Our simple (application-specific) throughput test of a bulk USB driver to a connected device shows a throughput loss of ca. 20% (2MByte/s) when using UMDF instead of a ‘plain’ WDM driver.
The application block size for write used is ca. 15k, the USB connection and device are hi-speed (USB block size 512 bytes), the same USB device on the same hub was used (on a different port).
A limitation to ca. 10MB/s comes very likely from the connected device, and it’s more the size of the delta I’m worried about.
My UMDF bulk USB driver is derived from the OSR USB Fx2 UMDF sample (WDK RTM), the WDM bulk driver was derived from bulkusb.sys (DDK2000).
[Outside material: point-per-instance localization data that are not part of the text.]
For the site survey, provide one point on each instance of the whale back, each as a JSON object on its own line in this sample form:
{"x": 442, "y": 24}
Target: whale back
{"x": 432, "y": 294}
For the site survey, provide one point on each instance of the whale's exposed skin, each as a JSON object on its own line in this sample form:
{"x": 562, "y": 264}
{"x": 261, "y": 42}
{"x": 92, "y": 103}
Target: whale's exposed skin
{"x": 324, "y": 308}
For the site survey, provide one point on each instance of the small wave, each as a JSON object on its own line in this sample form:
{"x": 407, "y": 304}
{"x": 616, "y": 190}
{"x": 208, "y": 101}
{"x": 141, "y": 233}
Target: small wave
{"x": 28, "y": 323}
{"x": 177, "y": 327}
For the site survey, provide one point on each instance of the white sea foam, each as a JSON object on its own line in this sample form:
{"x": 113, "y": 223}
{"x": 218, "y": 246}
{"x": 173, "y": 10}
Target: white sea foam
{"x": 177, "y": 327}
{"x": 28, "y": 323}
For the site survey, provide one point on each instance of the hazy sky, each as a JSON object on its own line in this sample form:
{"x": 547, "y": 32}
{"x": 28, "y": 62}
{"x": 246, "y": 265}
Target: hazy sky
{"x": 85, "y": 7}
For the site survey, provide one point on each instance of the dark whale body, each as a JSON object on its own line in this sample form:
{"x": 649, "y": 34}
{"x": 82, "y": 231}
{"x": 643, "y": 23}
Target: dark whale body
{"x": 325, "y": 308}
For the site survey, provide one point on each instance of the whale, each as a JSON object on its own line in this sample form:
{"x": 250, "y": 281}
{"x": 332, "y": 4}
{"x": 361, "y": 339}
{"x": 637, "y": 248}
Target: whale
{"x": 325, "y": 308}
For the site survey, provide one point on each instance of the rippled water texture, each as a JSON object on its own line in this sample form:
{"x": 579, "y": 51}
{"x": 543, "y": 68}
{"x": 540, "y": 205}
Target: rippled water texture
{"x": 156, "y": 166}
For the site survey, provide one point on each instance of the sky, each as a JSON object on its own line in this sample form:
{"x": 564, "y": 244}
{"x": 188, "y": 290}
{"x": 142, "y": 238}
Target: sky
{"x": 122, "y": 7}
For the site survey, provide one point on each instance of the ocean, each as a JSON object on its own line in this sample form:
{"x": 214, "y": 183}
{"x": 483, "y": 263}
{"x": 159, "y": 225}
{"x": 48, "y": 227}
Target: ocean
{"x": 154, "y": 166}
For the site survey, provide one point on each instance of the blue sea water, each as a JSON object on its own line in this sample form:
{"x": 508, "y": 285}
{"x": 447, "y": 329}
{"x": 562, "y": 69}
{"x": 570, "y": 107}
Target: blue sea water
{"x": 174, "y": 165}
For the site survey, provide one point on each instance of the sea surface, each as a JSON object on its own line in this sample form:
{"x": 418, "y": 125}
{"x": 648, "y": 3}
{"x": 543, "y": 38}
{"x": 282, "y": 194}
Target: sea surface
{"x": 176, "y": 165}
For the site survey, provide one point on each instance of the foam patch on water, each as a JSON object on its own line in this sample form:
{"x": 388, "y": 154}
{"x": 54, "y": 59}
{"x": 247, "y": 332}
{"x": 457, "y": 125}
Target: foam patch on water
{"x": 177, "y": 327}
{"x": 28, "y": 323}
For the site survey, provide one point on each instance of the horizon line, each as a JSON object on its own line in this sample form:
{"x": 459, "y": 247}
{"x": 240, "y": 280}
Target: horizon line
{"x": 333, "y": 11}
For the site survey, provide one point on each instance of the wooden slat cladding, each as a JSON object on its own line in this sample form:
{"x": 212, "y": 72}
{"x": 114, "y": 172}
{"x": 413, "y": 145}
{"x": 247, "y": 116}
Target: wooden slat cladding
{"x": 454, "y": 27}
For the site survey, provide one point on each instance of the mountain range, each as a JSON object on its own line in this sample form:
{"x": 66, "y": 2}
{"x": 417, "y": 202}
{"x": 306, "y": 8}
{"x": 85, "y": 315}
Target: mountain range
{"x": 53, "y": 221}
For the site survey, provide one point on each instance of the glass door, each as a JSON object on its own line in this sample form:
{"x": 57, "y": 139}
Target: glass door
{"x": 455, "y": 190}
UMDF vs. WDM performance tests were done on XP. On another PC with Vista (x64) the UMDF driver showed almost identical throughput. The WDM driver is not (yet) ported/tested.
Now I am a bit surprised. As far as I know UMDF should not have such an adverse effect on performance [1]. So of course I assume I’m doing something wrong or overlooked something.
Does anybody have more information or any hints about this?
Thanks!
-H
[1] “UMDF can easily saturate a USB 2.0 bus’s maximum speed of 480 megabits/sec” and “No adverse performance impact in existing UMDF drivers” (see DEV095_WH06.ppt, slide 14).
Hagen Patzke wrote:
Our simple (application-specific) throughput test of a
bulk USB driver to a connected device shows a throughput
loss of ca. 20% (2MByte/s) when using UMDF instead of
a ‘plain’ WDM driver.
What’s your CPU usage with the WDM and UMDF drivers? Is there a big difference?
Are you doing reading or writing? Are you pending multiple URBs to the device?
xxxxx@gmail.com schrieb:
What’s your CPU usage with the WDM and UMDF drivers? Is there a big difference?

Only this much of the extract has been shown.